The gardens of Malmaison were for Joséphine an immense pride and, as noted by Madame de Chastenay (1771 – 1855), “botany owes her in part the extension which she acquired around this time in France. Josephine, who was perfectly aware of it, never failed to remind Tout-Paris. Evidenced by this luxurious herbarium composed of superb watercolors by the painter Pierre-Joseph Redouté and descriptions by the botanist Étienne-Pierre Ventenat. Entitled Malmaison Garden, it is undoubtedly one of the most beautiful flower books ever produced, only 200 copies printed and only offered to Joséphine’s prestigious visitors.
In the foreword Ventenat, addressing the Empress directly, stressed that she had realized “the sweetest memory of the conquests of[son] illustrious husband ”.
In fifteen years, the gardens of Malmaison were not enriched by only hundreds of plant species but also gained in space until reaching an area of 726 hectares. In addition to the greenhouse, an orangery designed by architects Percier and Fontaine in 1800 housed the orange trees in winter that made up the two rows bordering the main avenue of the castle.
Modeling the gardens and its arrangements according to her tastes and desires, Joséphine finally gave way to the vogue for the English garden, the composition of which she entrusted to Louis-Martin Berthault (1770 – 1823), a landscape architect.
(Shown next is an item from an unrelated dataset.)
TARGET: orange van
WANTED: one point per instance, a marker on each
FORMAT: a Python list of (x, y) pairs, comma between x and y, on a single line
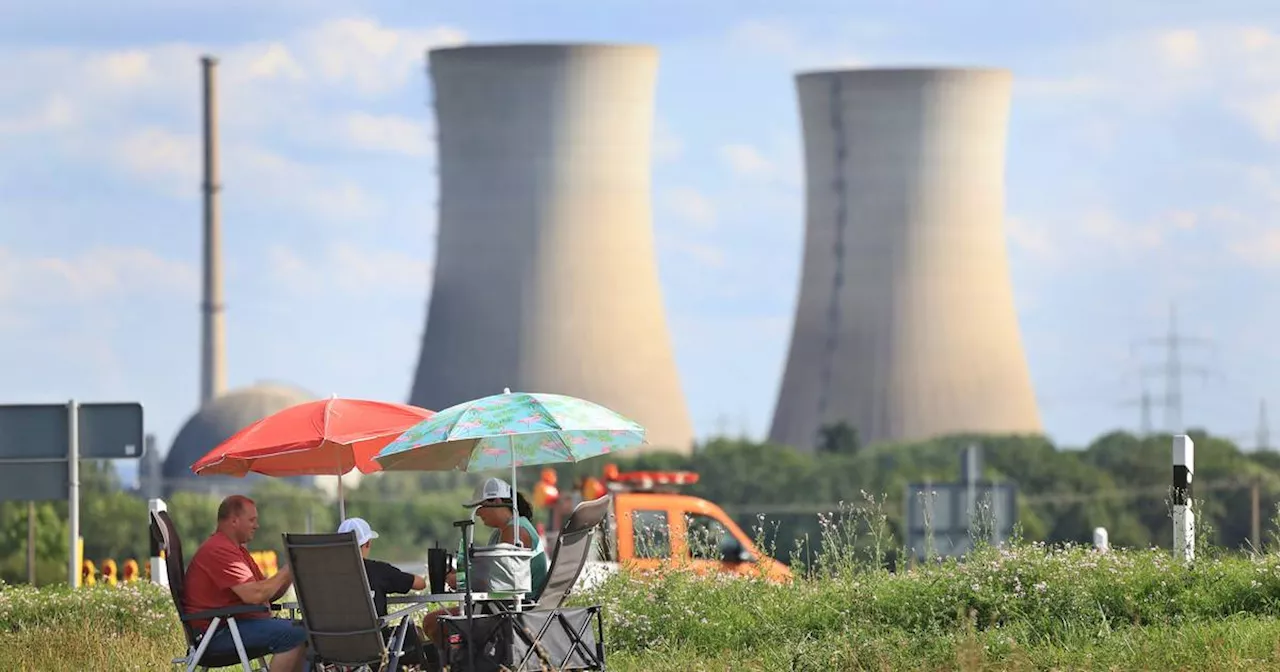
[(652, 525)]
He designed a park that he punctuated with factories, of which a Temple of Love and a basin surmounted by a statue of Neptune are among the most beautiful. He cleared a bed to install a winding river and a small navigable lake.
The whole reached heights of beauty and elegance in which one detects, as inside the Malmaison, the imperious need of the hostess to accumulate beautiful things.
In 1819, almost five years had passed since Josephine’s death. In Saint Helena, the gardens that Napoleon undertook are surely imbued with the memory of those of Malmaison. But when one was ruled by botany and rarities, the other seemed only to work at recapturing the peaceful memory of a distant stillness. His companions at the time affirm it, Bonaparte spent in his gardens of Saint Helena some of the most pleasant moments of his exile.
Marielle Brie de Lagerac
Marielle Brie est historienne de l’art pour le marché de l’art et de l’antiquité et auteur du blog « Objets d’Art & d'Histoire ».